Questions about the structure of sums of Cantor sets, as well as related questions on properties of convolutions of singular measures, appear in dynamical systems (due to persistent homoclinic tangencies and Newhouse phenomena), probabilities, number theory, and spectral theory. We will describe the recent results (joint with D.Damanik and B.Solomyak) that claim that under some natural technical conditions convolutions of measures of maximal entropy supported on dynamically dened Cantor sets in most cases (for almost all parameters in a one parameter family) are absolutely continuous. This provides a rigorous proof of absolute continuity of the density of states measure for the Square Fibonacci Hamiltonian in the low coupling regime, which was conjectured by physicists more than twenty years ago.

The Nobel Prize-winning discovery of quasicrystals has spurred much work in aperiodic sequences and tilings. Here, we present numerical experiments conducted by undergraduates at the Summer Math Institute at Cornell under our supervision. Building on our previous work involving one-dimensional discrete Schrodinger operators with potentials given by primitive invertible substitutions on two letters, we present preliminary numerical data on the box-counting dimension and Hausdorff dimension of the spectrum of operators with potentials given by the Thue-Morse sequence and period doubling sequence. We also present preliminary numerical data on the spectrum of the discrete Laplacian on the Penrose tiling and octagonal tiling.

My talk will be devoted to a (quick and very brief) introduction to the domino tilings (intensively studied during the last fifty years), the subject that is very simple in the origin, while giving almost immediately very beautiful images.

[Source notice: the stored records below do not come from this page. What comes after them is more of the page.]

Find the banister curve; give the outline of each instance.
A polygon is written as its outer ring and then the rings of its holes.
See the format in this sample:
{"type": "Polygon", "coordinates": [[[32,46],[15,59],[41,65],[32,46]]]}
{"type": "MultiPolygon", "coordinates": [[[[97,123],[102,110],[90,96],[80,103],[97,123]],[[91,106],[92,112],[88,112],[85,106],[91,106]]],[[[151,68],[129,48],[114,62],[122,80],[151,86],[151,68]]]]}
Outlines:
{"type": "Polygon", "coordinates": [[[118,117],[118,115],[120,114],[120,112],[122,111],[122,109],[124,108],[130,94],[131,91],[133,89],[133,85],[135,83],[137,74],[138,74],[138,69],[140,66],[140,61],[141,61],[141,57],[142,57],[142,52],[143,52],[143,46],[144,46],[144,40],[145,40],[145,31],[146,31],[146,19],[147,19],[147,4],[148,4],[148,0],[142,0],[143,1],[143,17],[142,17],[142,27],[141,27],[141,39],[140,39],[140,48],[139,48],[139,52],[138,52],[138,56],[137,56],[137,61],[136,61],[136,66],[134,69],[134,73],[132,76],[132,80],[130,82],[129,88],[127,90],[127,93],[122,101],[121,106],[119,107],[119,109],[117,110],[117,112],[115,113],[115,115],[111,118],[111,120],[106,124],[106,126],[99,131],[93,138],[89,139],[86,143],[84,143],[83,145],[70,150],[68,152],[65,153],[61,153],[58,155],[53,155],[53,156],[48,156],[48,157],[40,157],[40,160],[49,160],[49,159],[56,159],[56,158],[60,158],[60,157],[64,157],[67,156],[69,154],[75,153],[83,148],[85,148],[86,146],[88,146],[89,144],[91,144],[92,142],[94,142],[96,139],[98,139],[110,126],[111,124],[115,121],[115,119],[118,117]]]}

My goal will be to explain (roughly), where does the "arctic circle" effect in tilings come from, meanwhile mentioning asymptotic shape of Young diagrams, entropy, height function and variational problems. If the time permits, I will speak about computation of determinants and permanents.

Take a finitely-generated group of (analytic) circle diffeomorphisms. Since the times of Poincaré we know that any such action admits either a finite orbit, or a Cantor minimal set, or the action is minimal on all the circle. But what else can be said on such a group?

In this direction, there are well-known questions due to Sullivan, Ghys and Hector: assuming that such an action is minimal, is it necessarily Lebesgue-ergodic? If there is a Cantor minimal set, is it necessarily of a zero Lebesgue measure?

Our results provide a positive answer to the latter question, in some cases allow to resolve the former one and, more generally speaking, give some kind of understanding how a general characterization of an action can look like. This is a joint project with B. Deroin, D. Filimonov, and A. Navas.

As is well known, a class of one-dimensional lattice models, such as Ising models, Jacobi and CMV operators and others, are susceptible to renormalization analysis that can be carried out via the transfer matrix formalism. As a result, models on the one-dimensional lattice of a certain quasi-periodic type (namely, those generated by primitive substitutions) can be studied via dynamics of so-called trace maps, which are polynomial maps acting on the real (or complex) Euclidean space of appropriate dimension. A prominent example is the widely studied Fibonacci model. Much work has been done in this direction. At some point it became apparent that a model-independent framework, based on the dynamics of trace maps, can be built, that would cover essentially all models the relevant information of which is encapsulated in the traces of the associated transfer matrices (and, as experience has shown, this information is very difficult if not impossible to obtain via techniques other than the trace map). The purpose of this talk is to give a broad overview of past and very recent results on the dynamics of the Fibonacci trace map in a model-independent fashion, motivated by a class of models from physics, and with a view towards applications to those models. We shall cover hyperbolicity and partial hyperbolicity of the trace map and implications in spectral theory of Jacobi operators; some applications to Ising models; recent advances in understanding invariant measures on the invariant hyperbolic sets and implications for the density of states measures for the Jacobi operators; the Newhouse phenomenon and mixed behavior with large (in the sense of Hausdorff dimension) chaotic sea, and some connections with kicked two-level systems. Time permitting, we shall also state some open problems.